Glücklicherweise lieferte vor allem die griechische Antike dafür ausreichend Material. So zum Beispiel die drei Grazien, die griechischen Göttinnen der Anmut. Bereits Raffael und Botticelli hatten sich die Gelegenheit nicht entgehen lassen, die antiken Pin-Up-Girls mit größtmöglicher Delikatesse und Freizügigkeit auf die Leinwand zu bannen. Aber wohl kein anderer Künstler hat sich der Darstellung der Fleischeslust derart verschrieben wie Peter Paul Rubens. Er schwelgt geradezu mit Wollust in wogenden Brüsten, ausladenden Hintern, Speckröllchen im Bauchbereich und cellulitegeprägten Oberschenkeln. In einem Zeitalter, in dem Magermodels die Modemagazine dominieren und auch noch die kleinste Spur von Orangenhaut dem Photoshop zum Opfer fällt, ist das natürlich eine einzige Provokation.

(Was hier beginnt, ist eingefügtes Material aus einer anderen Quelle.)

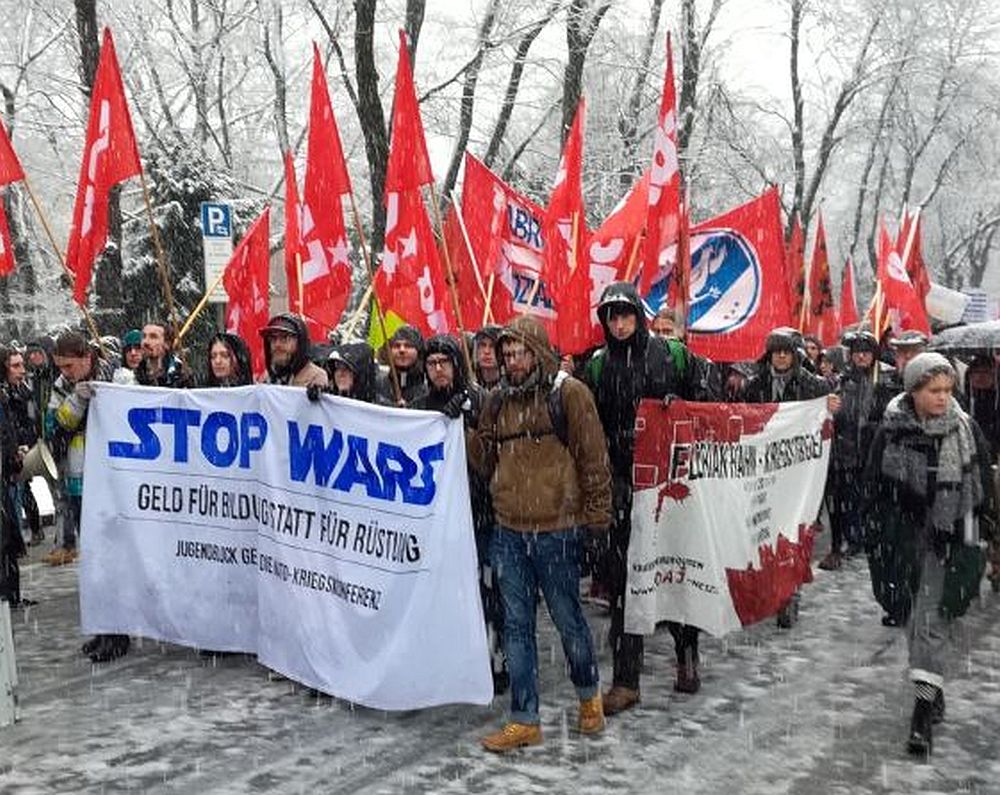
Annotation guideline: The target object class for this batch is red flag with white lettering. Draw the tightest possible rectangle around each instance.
[877,221,930,335]
[224,207,271,378]
[685,188,792,362]
[804,213,838,345]
[640,33,681,297]
[299,44,354,340]
[839,256,860,331]
[0,196,14,277]
[66,28,142,306]
[376,189,453,337]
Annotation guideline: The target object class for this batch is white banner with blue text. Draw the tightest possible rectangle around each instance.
[80,383,492,710]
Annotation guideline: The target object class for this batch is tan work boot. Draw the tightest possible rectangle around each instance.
[44,548,77,567]
[602,685,640,715]
[578,693,605,734]
[481,722,543,753]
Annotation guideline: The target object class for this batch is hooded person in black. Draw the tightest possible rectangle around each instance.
[821,329,898,572]
[376,325,428,407]
[583,281,715,713]
[325,342,378,403]
[203,332,253,387]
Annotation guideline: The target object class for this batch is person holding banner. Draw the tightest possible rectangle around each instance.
[323,342,378,403]
[259,313,328,389]
[203,332,253,388]
[135,322,193,389]
[584,282,718,714]
[376,325,427,407]
[740,327,840,627]
[471,315,611,752]
[864,353,996,756]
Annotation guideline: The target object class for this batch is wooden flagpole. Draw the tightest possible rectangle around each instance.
[20,177,104,348]
[428,184,476,384]
[138,171,179,335]
[177,266,227,343]
[622,231,644,283]
[449,191,493,325]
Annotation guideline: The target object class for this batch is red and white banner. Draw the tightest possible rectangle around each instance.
[625,397,831,637]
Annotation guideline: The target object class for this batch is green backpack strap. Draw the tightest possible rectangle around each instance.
[584,348,606,387]
[665,337,688,376]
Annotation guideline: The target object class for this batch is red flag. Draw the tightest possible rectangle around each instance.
[803,213,838,345]
[66,28,142,306]
[224,207,271,378]
[297,44,354,341]
[591,171,649,283]
[283,151,303,317]
[543,99,586,297]
[461,154,536,325]
[376,189,453,336]
[0,194,14,277]
[785,214,805,326]
[839,256,860,330]
[543,99,590,353]
[640,33,681,296]
[442,204,489,329]
[685,187,792,362]
[384,30,433,193]
[0,120,25,186]
[900,213,930,305]
[877,221,930,335]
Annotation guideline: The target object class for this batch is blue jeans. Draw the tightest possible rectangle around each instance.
[491,527,600,725]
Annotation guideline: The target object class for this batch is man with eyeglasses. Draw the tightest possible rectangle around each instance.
[470,315,611,753]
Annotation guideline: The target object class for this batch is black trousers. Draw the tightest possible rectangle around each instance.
[608,483,699,689]
[0,484,24,603]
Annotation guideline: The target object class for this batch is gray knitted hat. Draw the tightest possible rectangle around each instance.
[902,351,954,393]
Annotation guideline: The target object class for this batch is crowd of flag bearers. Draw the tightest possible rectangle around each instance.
[1,24,998,763]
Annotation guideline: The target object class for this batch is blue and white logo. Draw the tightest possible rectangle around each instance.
[641,229,762,335]
[686,228,761,334]
[200,202,232,239]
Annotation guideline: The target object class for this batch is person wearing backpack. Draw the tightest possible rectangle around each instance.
[470,315,611,753]
[583,281,717,715]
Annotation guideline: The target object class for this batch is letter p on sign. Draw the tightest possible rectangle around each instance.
[201,202,232,239]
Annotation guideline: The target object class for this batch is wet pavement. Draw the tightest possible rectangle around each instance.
[3,532,1000,794]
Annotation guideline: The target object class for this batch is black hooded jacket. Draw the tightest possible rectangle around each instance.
[740,350,831,404]
[203,332,253,387]
[263,313,313,384]
[376,325,429,406]
[584,281,710,478]
[413,334,483,419]
[327,342,377,403]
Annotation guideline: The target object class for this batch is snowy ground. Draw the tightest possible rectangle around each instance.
[3,534,1000,795]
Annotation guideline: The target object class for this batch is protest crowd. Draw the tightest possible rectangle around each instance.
[1,23,999,768]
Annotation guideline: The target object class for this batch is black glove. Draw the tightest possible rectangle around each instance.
[441,390,468,419]
[306,383,323,403]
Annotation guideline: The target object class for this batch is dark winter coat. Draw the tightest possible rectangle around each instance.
[413,334,483,418]
[136,352,194,389]
[740,358,832,404]
[202,332,253,387]
[326,342,378,403]
[469,315,611,533]
[1,381,38,448]
[832,363,899,470]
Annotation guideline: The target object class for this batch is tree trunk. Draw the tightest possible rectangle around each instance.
[618,0,665,189]
[562,0,611,142]
[354,0,389,249]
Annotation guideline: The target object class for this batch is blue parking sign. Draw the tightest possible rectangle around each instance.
[201,202,232,239]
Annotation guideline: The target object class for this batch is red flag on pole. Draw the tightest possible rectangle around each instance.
[384,30,433,193]
[839,256,860,331]
[376,189,453,336]
[0,120,25,185]
[785,214,805,325]
[374,29,452,336]
[0,121,20,276]
[804,213,838,345]
[640,33,681,297]
[685,187,792,362]
[66,28,142,306]
[877,221,930,335]
[899,212,931,305]
[224,207,271,378]
[283,150,304,317]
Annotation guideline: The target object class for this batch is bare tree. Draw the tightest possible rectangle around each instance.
[562,0,612,140]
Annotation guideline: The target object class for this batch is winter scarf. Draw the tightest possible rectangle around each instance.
[769,366,793,401]
[880,394,984,534]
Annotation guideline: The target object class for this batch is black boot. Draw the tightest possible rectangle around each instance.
[89,634,130,663]
[81,636,101,656]
[907,698,934,757]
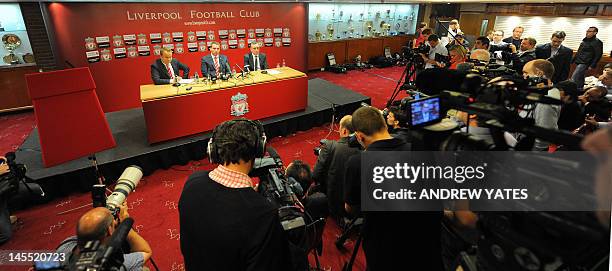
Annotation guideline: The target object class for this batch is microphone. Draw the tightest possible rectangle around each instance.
[235,63,245,77]
[287,176,304,198]
[265,146,283,167]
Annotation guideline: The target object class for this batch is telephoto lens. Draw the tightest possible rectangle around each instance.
[106,165,143,214]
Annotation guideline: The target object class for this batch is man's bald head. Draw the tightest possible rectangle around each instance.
[523,59,555,80]
[77,207,114,247]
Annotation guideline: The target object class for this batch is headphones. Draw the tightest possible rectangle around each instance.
[207,119,267,164]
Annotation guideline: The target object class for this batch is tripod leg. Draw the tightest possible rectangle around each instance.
[343,234,363,271]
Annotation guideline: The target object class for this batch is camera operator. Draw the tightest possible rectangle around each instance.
[555,80,585,132]
[502,37,537,72]
[179,119,293,271]
[521,59,561,151]
[447,45,467,70]
[469,49,490,63]
[420,34,448,69]
[285,160,329,227]
[56,205,152,271]
[473,36,490,51]
[344,106,444,270]
[312,115,360,223]
[413,28,432,48]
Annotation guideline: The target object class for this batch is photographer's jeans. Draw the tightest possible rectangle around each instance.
[0,182,44,244]
[571,63,589,92]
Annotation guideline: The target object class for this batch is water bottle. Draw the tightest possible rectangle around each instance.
[282,59,286,67]
[194,72,199,83]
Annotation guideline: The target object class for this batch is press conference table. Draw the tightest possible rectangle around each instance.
[140,67,307,143]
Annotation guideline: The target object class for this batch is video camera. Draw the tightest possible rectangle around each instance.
[400,42,429,69]
[250,147,324,252]
[403,68,573,149]
[250,147,306,229]
[384,64,608,271]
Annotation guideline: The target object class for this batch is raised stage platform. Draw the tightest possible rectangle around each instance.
[14,78,370,199]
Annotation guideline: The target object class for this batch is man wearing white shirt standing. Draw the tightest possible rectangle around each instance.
[243,42,269,71]
[150,47,190,85]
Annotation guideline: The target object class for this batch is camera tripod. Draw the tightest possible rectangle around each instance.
[56,154,111,215]
[386,52,421,108]
[335,216,364,271]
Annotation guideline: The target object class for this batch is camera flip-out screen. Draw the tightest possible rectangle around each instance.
[408,96,441,127]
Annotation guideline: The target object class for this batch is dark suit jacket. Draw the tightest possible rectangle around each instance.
[502,37,521,49]
[201,54,231,78]
[535,44,573,83]
[150,59,190,85]
[243,53,269,71]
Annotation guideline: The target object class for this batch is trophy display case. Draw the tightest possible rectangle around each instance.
[308,3,419,41]
[0,3,36,67]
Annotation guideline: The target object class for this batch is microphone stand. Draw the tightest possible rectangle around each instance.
[57,154,112,215]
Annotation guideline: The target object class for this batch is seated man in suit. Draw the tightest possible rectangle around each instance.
[201,41,231,79]
[243,42,268,71]
[535,31,572,83]
[150,47,190,85]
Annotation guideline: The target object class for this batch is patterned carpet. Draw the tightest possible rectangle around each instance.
[0,66,406,271]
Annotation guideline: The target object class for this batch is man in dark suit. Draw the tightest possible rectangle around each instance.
[201,41,231,78]
[243,42,268,71]
[502,26,524,49]
[535,31,573,83]
[150,47,190,85]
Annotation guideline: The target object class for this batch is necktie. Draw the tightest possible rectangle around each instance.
[254,56,259,71]
[214,56,220,76]
[166,64,174,79]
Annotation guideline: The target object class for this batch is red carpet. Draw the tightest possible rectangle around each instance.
[0,66,405,270]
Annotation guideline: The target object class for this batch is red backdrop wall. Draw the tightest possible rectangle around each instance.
[47,3,307,112]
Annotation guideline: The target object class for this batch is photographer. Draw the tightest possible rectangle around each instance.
[522,59,561,151]
[312,115,360,224]
[0,156,13,244]
[1,155,45,245]
[179,119,292,271]
[420,34,448,69]
[501,37,537,72]
[56,205,152,271]
[344,106,444,270]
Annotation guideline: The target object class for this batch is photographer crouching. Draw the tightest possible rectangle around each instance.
[1,153,45,245]
[311,115,361,224]
[179,119,306,271]
[56,204,152,271]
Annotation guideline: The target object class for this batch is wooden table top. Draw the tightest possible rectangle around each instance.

Korpulenz als Ausdruck von Lebensfreude

Aber für Rubens ist Korpulenz eben nicht die Folge eines schlechten Lifestyles, sondern Ausdruck unbändiger Lebensfreude. Das gilt im Übrigen nicht nur für seine Kunst, sondern offensichtlich auch für sein Privatleben. Rubens war zweimal verheiratet und hat seine Lebenspartnerinnen mehrfach porträtiert. Auch hier wird sichtbar: Beide Frauen von Rubens waren Rubensfrauen.

Schwer — nicht unbedingt schwerfällig

Doch zurück zu den drei Grazien. Dass schwer nicht unbedingt schwerfällig bedeuten muss, zeigt Rubens Darstellung auf wunderbare Weise. Die drei Göttinnen strahlen bei aller Körperfülle nicht nur eine unverkrampfte Erotik, sondern auch eine geradezu balletteusenhafte Leichtigkeit aus.

Kunst — und vor allem alte Kunst — ist ja nicht zuletzt auch deshalb so faszinierend, weil sie uns immer wieder eines klarmacht: Es geht auch anders. Das gilt auch für Schönheitsideale. Füllige Frauen, die ihre Kenntnis von Schönheit nicht aus dem Durchblättern von Klatschzeitschriften, sondern durch den Besuch von Kunstmuseen erwerben, dürfen jedenfalls mit einem gewissen Stolz verzeichnen, dass eine Figur wie die ihre fester Bestandteil der Kunstgeschichte ist.